I am a keen home cook.

I love curries. I never use curry powder, I always mix my own spices. 

I'm keen to learn more about authentic Indian curries. I already cook a very good thai curry. 

Today I ordered Madhur Jaffrey Ultimate Curry Bible. 

I am wondering if I should cancel and rather go for: Madhur Jaffrey Indian Cooking

I have been reading reviews and see that the "Indian Cooking" book explains why different processes are done. This is very important to me.

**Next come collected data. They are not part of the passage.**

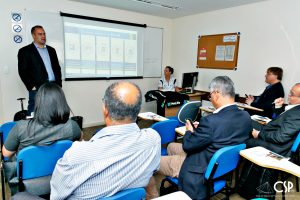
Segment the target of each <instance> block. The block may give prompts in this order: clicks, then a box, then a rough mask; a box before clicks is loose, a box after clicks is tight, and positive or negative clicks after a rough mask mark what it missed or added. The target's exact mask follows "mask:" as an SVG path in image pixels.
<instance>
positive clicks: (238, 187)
mask: <svg viewBox="0 0 300 200" xmlns="http://www.w3.org/2000/svg"><path fill="white" fill-rule="evenodd" d="M277 180H278V171H277V170H274V169H267V168H263V167H260V166H258V165H256V164H254V163H252V162H250V161H246V162H245V163H244V166H243V169H242V173H241V176H240V180H239V182H238V193H239V195H240V196H241V197H243V198H245V199H253V198H267V199H275V195H276V191H275V190H274V187H273V186H274V184H275V183H276V181H277Z"/></svg>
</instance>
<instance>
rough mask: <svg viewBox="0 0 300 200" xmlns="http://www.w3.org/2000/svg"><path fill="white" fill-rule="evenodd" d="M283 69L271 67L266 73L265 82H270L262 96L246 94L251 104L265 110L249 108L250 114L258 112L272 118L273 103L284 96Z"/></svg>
mask: <svg viewBox="0 0 300 200" xmlns="http://www.w3.org/2000/svg"><path fill="white" fill-rule="evenodd" d="M282 76H283V70H282V69H281V68H280V67H269V68H268V69H267V73H266V75H265V78H266V79H265V82H266V83H267V84H269V85H268V86H267V87H266V89H265V90H264V92H263V93H262V94H261V95H260V96H255V97H254V96H252V95H246V97H247V98H246V103H247V104H248V105H250V106H253V107H256V108H261V109H263V110H264V111H263V112H262V113H261V112H258V113H257V111H254V110H247V111H248V112H249V114H250V115H253V114H258V115H263V116H266V117H269V118H272V114H273V111H272V108H273V105H272V103H273V102H274V100H275V99H277V98H279V97H282V98H283V97H284V90H283V87H282V84H281V80H282Z"/></svg>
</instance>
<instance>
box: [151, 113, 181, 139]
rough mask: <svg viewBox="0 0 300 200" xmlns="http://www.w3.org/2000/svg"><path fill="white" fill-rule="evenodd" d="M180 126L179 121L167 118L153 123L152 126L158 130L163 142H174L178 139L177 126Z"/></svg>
mask: <svg viewBox="0 0 300 200" xmlns="http://www.w3.org/2000/svg"><path fill="white" fill-rule="evenodd" d="M177 127H178V121H176V120H171V119H170V120H165V121H161V122H156V123H154V124H152V126H151V128H152V129H154V130H156V131H157V132H158V134H159V135H160V137H161V144H167V143H170V142H174V141H175V139H176V132H175V128H177Z"/></svg>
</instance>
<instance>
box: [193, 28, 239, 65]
mask: <svg viewBox="0 0 300 200" xmlns="http://www.w3.org/2000/svg"><path fill="white" fill-rule="evenodd" d="M239 41H240V33H225V34H216V35H202V36H199V38H198V51H197V68H210V69H228V70H236V69H237V61H238V51H239Z"/></svg>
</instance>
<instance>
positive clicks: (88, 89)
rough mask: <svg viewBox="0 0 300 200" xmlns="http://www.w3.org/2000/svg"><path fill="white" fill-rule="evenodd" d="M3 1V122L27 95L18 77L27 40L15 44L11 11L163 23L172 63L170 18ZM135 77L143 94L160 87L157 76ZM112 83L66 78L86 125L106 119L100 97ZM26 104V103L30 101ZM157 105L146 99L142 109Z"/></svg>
mask: <svg viewBox="0 0 300 200" xmlns="http://www.w3.org/2000/svg"><path fill="white" fill-rule="evenodd" d="M0 5H1V12H0V24H1V25H2V28H1V31H0V44H1V45H0V55H1V59H0V123H2V122H5V121H11V120H12V119H13V115H14V114H15V113H16V112H17V111H19V110H20V103H19V102H17V100H16V99H17V98H18V97H26V98H27V96H28V93H27V90H26V88H25V86H24V85H23V83H22V81H21V79H20V78H19V75H18V69H17V64H18V62H17V53H18V50H19V48H21V47H23V46H25V45H26V44H27V43H26V42H23V43H21V44H15V43H14V42H13V40H12V38H13V34H12V29H11V26H12V25H11V24H12V21H11V13H12V12H21V13H25V12H24V9H26V10H29V11H41V12H59V11H62V12H65V13H72V14H78V15H86V16H92V17H99V18H106V19H112V20H120V21H128V22H133V23H143V24H147V25H149V26H153V27H161V28H164V35H163V38H164V42H163V48H164V49H163V61H162V64H163V66H164V65H167V64H169V63H170V58H171V54H170V53H171V50H170V48H171V33H172V20H170V19H166V18H161V17H155V16H150V15H144V14H138V13H134V12H128V11H123V10H117V9H111V8H106V7H99V6H93V5H88V4H81V3H77V2H72V1H67V0H51V1H46V0H44V1H41V0H23V1H17V0H10V1H6V0H0ZM24 17H25V16H24ZM23 25H24V27H23V28H24V30H26V31H28V32H29V31H30V28H31V27H26V24H25V23H23ZM41 25H42V24H41ZM46 32H47V30H46ZM22 35H23V36H24V37H25V36H26V33H23V34H22ZM26 40H28V41H32V39H31V38H25V41H26ZM58 45H61V44H58ZM54 47H55V46H54ZM132 81H133V82H135V83H137V84H138V85H139V86H140V87H141V90H142V92H143V94H145V92H146V91H148V90H150V89H154V88H157V83H158V78H146V79H139V80H132ZM110 83H111V81H73V82H70V81H68V82H63V90H64V92H65V94H66V97H67V100H68V102H69V105H70V107H71V108H72V110H73V112H74V114H75V115H81V116H83V117H84V121H83V123H84V126H91V125H96V124H102V123H103V117H102V112H101V109H100V108H101V99H102V97H103V95H104V91H105V89H106V88H107V86H108V85H109V84H110ZM25 106H26V107H27V102H26V104H25ZM155 109H156V104H155V103H154V102H153V103H152V102H151V103H144V102H143V108H142V110H151V111H155Z"/></svg>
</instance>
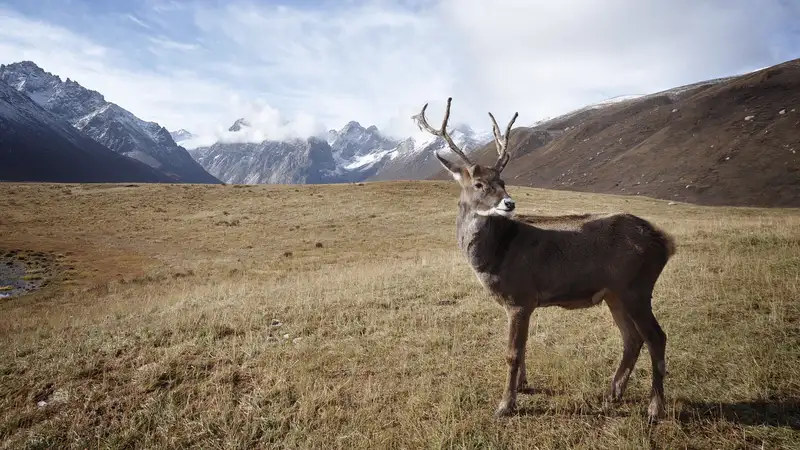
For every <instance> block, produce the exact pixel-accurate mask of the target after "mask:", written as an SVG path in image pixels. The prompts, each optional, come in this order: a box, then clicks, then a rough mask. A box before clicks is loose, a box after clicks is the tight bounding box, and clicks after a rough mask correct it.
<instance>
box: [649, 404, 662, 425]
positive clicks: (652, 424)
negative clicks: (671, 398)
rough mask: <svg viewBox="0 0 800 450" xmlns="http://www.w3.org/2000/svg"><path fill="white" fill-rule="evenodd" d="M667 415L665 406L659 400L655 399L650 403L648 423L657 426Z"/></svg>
mask: <svg viewBox="0 0 800 450" xmlns="http://www.w3.org/2000/svg"><path fill="white" fill-rule="evenodd" d="M665 415H666V413H665V411H664V405H663V404H662V403H661V402H660V401H658V400H657V399H653V400H652V401H651V402H650V406H648V407H647V423H649V424H651V425H653V424H656V423H658V422H659V421H660V420H661V419H663V418H664V416H665Z"/></svg>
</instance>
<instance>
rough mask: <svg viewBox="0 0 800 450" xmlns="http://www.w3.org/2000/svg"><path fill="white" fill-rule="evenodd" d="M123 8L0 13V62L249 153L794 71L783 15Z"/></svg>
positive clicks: (51, 10) (34, 5)
mask: <svg viewBox="0 0 800 450" xmlns="http://www.w3.org/2000/svg"><path fill="white" fill-rule="evenodd" d="M119 3H122V2H119ZM125 3H128V2H125ZM131 3H132V4H131V5H124V6H123V5H113V6H109V7H108V9H104V10H103V11H102V12H101V11H97V8H95V7H93V6H92V4H91V3H88V2H85V3H81V2H80V1H79V0H75V1H73V2H70V5H72V6H71V7H70V8H69V9H66V7H65V8H64V9H62V10H55V11H54V9H53V8H52V7H44V6H45V4H49V5H51V6H52V4H51V3H49V2H47V1H46V0H17V1H16V2H15V1H12V2H11V3H10V4H9V5H8V6H5V7H0V61H2V62H4V63H9V62H14V61H19V60H22V59H30V60H33V61H35V62H36V63H37V64H39V65H40V66H42V67H43V68H44V69H45V70H48V71H50V72H53V73H56V74H58V75H61V76H62V78H66V77H70V78H72V79H74V80H76V81H78V82H80V83H81V84H83V85H84V86H86V87H88V88H91V89H95V90H97V91H100V92H101V93H103V94H105V95H106V97H107V99H108V100H110V101H113V102H115V103H118V104H120V105H121V106H123V107H125V108H127V109H129V110H131V111H132V112H133V113H134V114H136V115H138V116H139V117H141V118H143V119H145V120H154V121H157V122H159V123H161V124H162V125H164V126H166V127H167V128H169V129H178V128H186V129H188V130H190V131H192V132H194V133H199V134H204V135H207V136H217V137H221V136H223V137H224V136H225V133H226V131H225V130H227V128H228V127H229V126H230V125H231V124H232V123H233V121H234V120H236V119H237V118H239V117H248V119H250V120H251V121H252V122H253V123H254V130H253V131H252V132H253V133H257V134H253V135H252V136H251V138H252V139H256V138H259V137H261V136H268V137H275V138H280V137H287V136H289V137H290V136H302V135H309V134H315V133H319V132H321V131H322V130H326V129H329V128H339V127H341V126H343V125H344V124H345V123H347V122H348V121H350V120H357V121H359V122H361V123H362V124H365V125H369V124H375V125H377V126H378V127H379V128H380V129H382V130H384V131H385V132H388V133H390V134H392V135H394V136H396V137H404V136H408V135H412V134H416V133H418V130H417V128H416V127H415V125H414V123H413V122H412V120H411V116H412V115H413V114H416V113H417V112H419V110H420V108H421V107H422V105H423V104H424V103H425V102H430V103H431V105H430V107H429V112H428V114H429V117H430V118H431V120H435V119H436V120H438V118H439V117H441V114H442V112H443V107H444V104H445V100H446V98H447V97H448V96H453V98H454V100H453V112H452V116H453V119H452V120H453V121H459V122H466V123H469V124H470V125H471V126H472V127H473V128H475V129H476V130H486V129H487V128H488V126H489V121H488V116H487V115H486V112H487V111H492V112H493V113H494V114H495V115H496V117H498V120H500V121H505V120H507V118H508V117H510V116H511V115H512V114H513V113H514V111H519V113H520V119H519V120H518V123H519V124H521V125H522V124H530V123H533V122H535V121H537V120H539V119H541V118H543V117H548V116H554V115H557V114H561V113H564V112H567V111H569V110H571V109H574V108H578V107H581V106H583V105H586V104H589V103H594V102H598V101H602V100H604V99H607V98H610V97H615V96H619V95H630V94H646V93H651V92H655V91H658V90H663V89H668V88H671V87H674V86H677V85H681V84H687V83H692V82H696V81H700V80H703V79H708V78H714V77H719V76H726V75H732V74H737V73H743V72H746V71H750V70H755V69H758V68H761V67H765V66H769V65H772V64H776V63H778V62H782V61H785V60H788V59H792V58H797V57H800V46H799V44H798V43H799V42H800V28H798V25H797V24H798V23H800V4H798V3H797V2H790V1H785V0H763V1H759V2H755V1H751V0H728V1H726V2H724V3H720V2H718V1H712V0H672V1H670V2H643V1H641V0H603V1H585V0H560V1H553V0H548V1H539V0H496V1H493V2H486V1H483V0H373V1H342V2H339V1H316V2H312V1H308V2H305V1H304V2H289V1H286V2H282V3H281V2H269V3H264V2H246V1H237V0H233V2H229V3H228V2H226V3H222V2H220V3H210V2H209V3H206V2H197V3H196V4H193V5H187V4H185V3H179V2H173V1H166V0H144V1H139V2H131ZM76 5H77V6H76Z"/></svg>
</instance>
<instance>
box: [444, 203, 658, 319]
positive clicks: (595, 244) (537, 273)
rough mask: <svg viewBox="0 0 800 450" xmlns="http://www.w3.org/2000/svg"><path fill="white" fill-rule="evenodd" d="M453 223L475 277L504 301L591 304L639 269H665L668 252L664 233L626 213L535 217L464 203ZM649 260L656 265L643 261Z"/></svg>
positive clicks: (522, 302)
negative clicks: (658, 267) (529, 216)
mask: <svg viewBox="0 0 800 450" xmlns="http://www.w3.org/2000/svg"><path fill="white" fill-rule="evenodd" d="M457 229H458V232H457V233H458V245H459V247H460V249H461V251H462V252H463V254H464V256H465V257H466V259H467V261H468V262H469V264H470V266H471V267H472V269H473V270H474V271H475V274H476V276H477V278H478V280H479V281H480V282H481V284H482V285H483V286H484V287H485V288H486V289H487V290H488V291H489V292H491V293H492V294H493V295H494V296H495V297H496V298H497V300H498V301H499V302H500V303H502V304H503V305H504V306H525V305H531V304H532V305H533V306H534V307H545V306H560V307H563V308H566V309H577V308H584V307H590V306H595V305H597V304H599V303H600V302H602V301H603V299H604V297H605V296H606V295H607V294H613V293H617V292H622V291H624V290H625V288H626V287H627V286H628V285H629V284H630V283H631V282H633V280H634V279H635V278H636V276H638V275H641V272H642V271H647V270H654V268H655V266H659V265H660V266H661V267H663V265H664V264H666V261H667V259H668V258H669V256H671V254H672V252H673V247H672V246H673V244H672V243H671V241H669V238H668V237H666V236H665V235H664V234H663V233H662V232H661V231H660V230H658V229H657V228H655V227H654V226H653V225H651V224H650V223H649V222H647V221H645V220H644V219H641V218H639V217H636V216H633V215H630V214H609V215H600V214H596V215H595V214H592V215H589V214H587V215H580V216H562V217H551V218H547V219H544V220H541V221H539V222H536V221H531V220H530V219H528V220H525V219H524V218H514V219H512V218H507V217H503V216H488V217H485V216H480V215H477V214H474V213H471V212H470V210H469V208H467V207H466V205H461V206H460V208H459V219H458V221H457ZM651 258H652V259H653V261H654V263H653V266H654V267H647V265H646V264H644V261H649V260H650V259H651ZM587 260H594V261H598V262H601V264H597V265H587V264H586V261H587ZM659 271H660V269H659Z"/></svg>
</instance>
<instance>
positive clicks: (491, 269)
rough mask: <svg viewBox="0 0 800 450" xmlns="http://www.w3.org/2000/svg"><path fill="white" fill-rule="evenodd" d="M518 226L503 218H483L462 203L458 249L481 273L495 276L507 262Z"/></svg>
mask: <svg viewBox="0 0 800 450" xmlns="http://www.w3.org/2000/svg"><path fill="white" fill-rule="evenodd" d="M518 225H519V224H517V223H516V222H515V221H513V220H511V219H508V218H505V217H500V216H488V217H487V216H481V215H478V214H476V213H475V212H473V211H472V210H470V209H469V208H468V207H467V205H466V204H464V203H459V214H458V219H457V221H456V227H457V239H458V246H459V248H460V249H461V251H462V252H463V253H464V256H466V258H467V260H468V261H469V263H470V265H471V266H472V268H473V269H475V271H476V272H478V273H493V272H494V271H495V270H496V269H497V268H498V267H499V265H500V263H502V262H503V260H504V259H505V256H506V253H507V252H508V249H509V247H510V245H511V242H512V241H513V240H514V238H515V237H516V235H517V233H518V232H519V227H518Z"/></svg>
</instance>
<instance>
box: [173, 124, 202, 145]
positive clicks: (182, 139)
mask: <svg viewBox="0 0 800 450" xmlns="http://www.w3.org/2000/svg"><path fill="white" fill-rule="evenodd" d="M169 135H170V136H171V137H172V139H173V140H174V141H175V142H176V143H178V144H180V143H181V142H183V141H188V140H189V139H192V138H195V137H196V136H195V134H194V133H192V132H191V131H187V130H185V129H183V128H181V129H180V130H177V131H170V132H169Z"/></svg>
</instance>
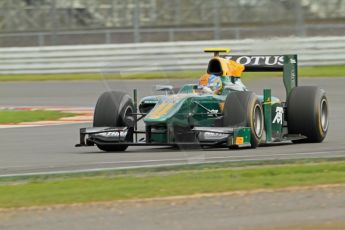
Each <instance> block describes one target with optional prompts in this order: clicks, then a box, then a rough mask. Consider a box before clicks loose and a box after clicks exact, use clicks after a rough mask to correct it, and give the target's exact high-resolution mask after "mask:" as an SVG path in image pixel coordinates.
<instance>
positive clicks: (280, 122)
mask: <svg viewBox="0 0 345 230" xmlns="http://www.w3.org/2000/svg"><path fill="white" fill-rule="evenodd" d="M283 113H284V109H283V107H277V108H276V116H275V117H274V119H273V121H272V123H277V124H283Z"/></svg>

I am not sure if the Ultimate Curry Bible offers the same explanations. 

Why onions are cooked to a certain extent, why yoghurt is added one bit at a time... etc etc. 

I am interested in learning about curry's from other regions, as offered in the Curry Bible, but most importantly want to learn authentic indian preparation techniques. 

What are your thoughts on these two books?

thanks


----------



## phatch

I don't have anything specific to say about either book, just Madhur Jaffrey. 

I've enjoyed her books and have had good results from them. I'd characterize her as more streamlined than granular in her approach to Indian cooking, but the results are good. 

Curry powder is not really used in Indian Cooking, but is more an adaptation of the Brits and even the Vietnamese and Chinese where it shows up. So you'll still get spice instructions in most every book. But you might get more granular insight into spicing and technique from other authors. Julie Sahni is often recommended. And Suvir Saran.

Don't be put off by recipes using the pressure cooker. While it may not seem authentic, it has been widely adopted in the cuisine for it's fuel and time efficiency.


----------



## dylanphelan

Thanks for the input. I'll go ahead and wait for the book - am interested to see what other countries recipes look like to. 

Might end up getting her 'Indian Cooking' book as well once I've familiarized myself with her Indian curries in the 'ultimate curry bible'. 

I'll see if anything by those other authors are available in South Africa.


----------